Tuesday, February 6, 2024

Feb 7 Wed - Sense of responsibility in the work entrusted to us

 

Feb 7 Wed
Each of us has a specific task within the plans of God.
When our Lady told the servants at the wedding feast of Cana: “Do whatever he tells you," Christ said to them: "Fill the jars with water." And they filled them up to the brim. They probably did not understand why they were given this instruction, and only learned of its effectiveness after the miracle had been worked. But they did what they were told, and they did it well. In order to perform the miracle, God made use of their work, which was unimportant in itself, but which was done well and carefully: up to the brim.

God relies on us, his creatures, to carry out his plans. And within those plans, within the work which God is accomplishing in the world, each of us has a small part to play, like these servants at the wedding feast. Jesus wishes to transform the water of temporal reality, all our human endeavor, into something of supernatural value.

Our work may be hard, and even quite demanding at times. Yet the love of Christ is urging us on, as St Paul reminds us. God looks for our prompt, generous response. He expects us to plan ahead, to be orderly, and to make good use of our time, so that we manage to do all that we should, and so fulfill our share of the work.

“Your responsibility should make you vigilant, like the sentry on duty, on whom the safety of a large part of an army may depend. Ours is an army of Christians fighting a marvelous war of Peace and Love. Even when a soldier is exhausted, he doesn't let himself be overcome by sleep."

That is how we should watch, without losing our good spirit, nor the supernatural strength of our divine Christian vocation. We show this loving vigilance in the jobs assigned to us, and working with a spirit of initiative and enterprise. That is how we will be effective in carrying out the work which God has entrusted to us.

Each should often ask himself: "Am I really doing all I can?"

We feel an even greater sense of responsibility when we realize that the work entrusted to us is not an isolated task, but fits into a much larger undertaking. We are not separate pieces. There should be fraternity in the Church, and human solidarity in the world.

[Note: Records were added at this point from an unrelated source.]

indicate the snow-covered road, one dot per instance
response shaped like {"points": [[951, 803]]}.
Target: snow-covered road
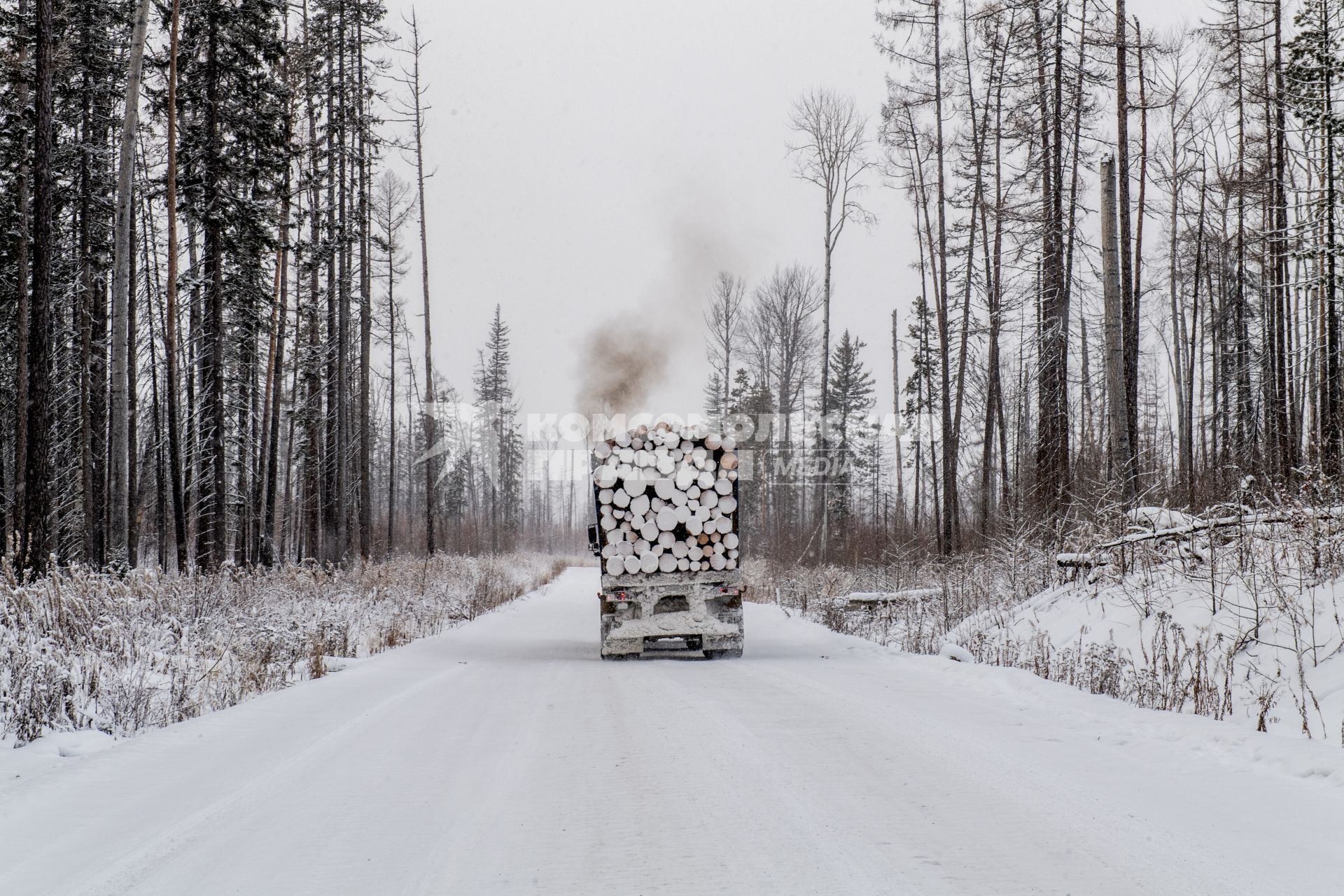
{"points": [[504, 758]]}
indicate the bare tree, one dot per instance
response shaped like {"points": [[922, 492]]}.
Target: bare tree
{"points": [[393, 207], [723, 318], [832, 153], [417, 111], [118, 430]]}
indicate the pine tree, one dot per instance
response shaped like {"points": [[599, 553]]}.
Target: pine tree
{"points": [[851, 402], [233, 158]]}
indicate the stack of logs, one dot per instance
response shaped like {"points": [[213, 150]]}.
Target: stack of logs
{"points": [[667, 500]]}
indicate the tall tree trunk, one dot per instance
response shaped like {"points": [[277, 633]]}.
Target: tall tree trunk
{"points": [[118, 431], [35, 536], [175, 456], [419, 124], [1117, 424], [22, 286]]}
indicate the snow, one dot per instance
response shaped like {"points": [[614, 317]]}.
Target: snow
{"points": [[956, 652], [504, 757]]}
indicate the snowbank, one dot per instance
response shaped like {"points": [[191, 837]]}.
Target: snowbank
{"points": [[85, 650]]}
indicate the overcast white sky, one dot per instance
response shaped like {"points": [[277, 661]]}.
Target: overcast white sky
{"points": [[604, 156]]}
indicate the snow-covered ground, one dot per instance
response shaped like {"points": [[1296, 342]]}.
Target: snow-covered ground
{"points": [[504, 758]]}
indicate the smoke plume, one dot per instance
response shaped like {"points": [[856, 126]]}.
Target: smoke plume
{"points": [[622, 359]]}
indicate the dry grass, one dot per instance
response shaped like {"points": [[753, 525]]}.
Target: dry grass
{"points": [[84, 649]]}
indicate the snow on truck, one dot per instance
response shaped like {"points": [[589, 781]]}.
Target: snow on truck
{"points": [[667, 538]]}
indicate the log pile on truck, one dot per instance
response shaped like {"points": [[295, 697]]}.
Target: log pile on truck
{"points": [[667, 535]]}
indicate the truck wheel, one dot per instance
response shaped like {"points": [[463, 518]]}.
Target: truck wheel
{"points": [[732, 653]]}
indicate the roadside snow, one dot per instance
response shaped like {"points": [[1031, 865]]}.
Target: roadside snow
{"points": [[504, 757]]}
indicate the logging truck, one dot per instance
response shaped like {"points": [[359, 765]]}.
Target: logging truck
{"points": [[666, 533]]}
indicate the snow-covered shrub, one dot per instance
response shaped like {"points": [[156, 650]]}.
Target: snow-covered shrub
{"points": [[1234, 615], [84, 649]]}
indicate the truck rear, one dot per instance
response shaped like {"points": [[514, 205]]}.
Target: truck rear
{"points": [[667, 535]]}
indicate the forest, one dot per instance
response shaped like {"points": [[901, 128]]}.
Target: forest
{"points": [[217, 314], [1128, 290]]}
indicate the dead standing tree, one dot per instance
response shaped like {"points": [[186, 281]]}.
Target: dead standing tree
{"points": [[723, 320], [417, 109], [834, 155]]}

“Despite your own passions and failings, the divine weight of caring for the holiness of the others falls on each of us; and we have on our shoulders the weight, which is equally divine, of protecting the holiness of the Church, and the sublime obligation of cooperating in the task of winning souls for God, a work which is so great that at the beginning it is hardly noticed, but which has no limits. How many great things depend upon us!"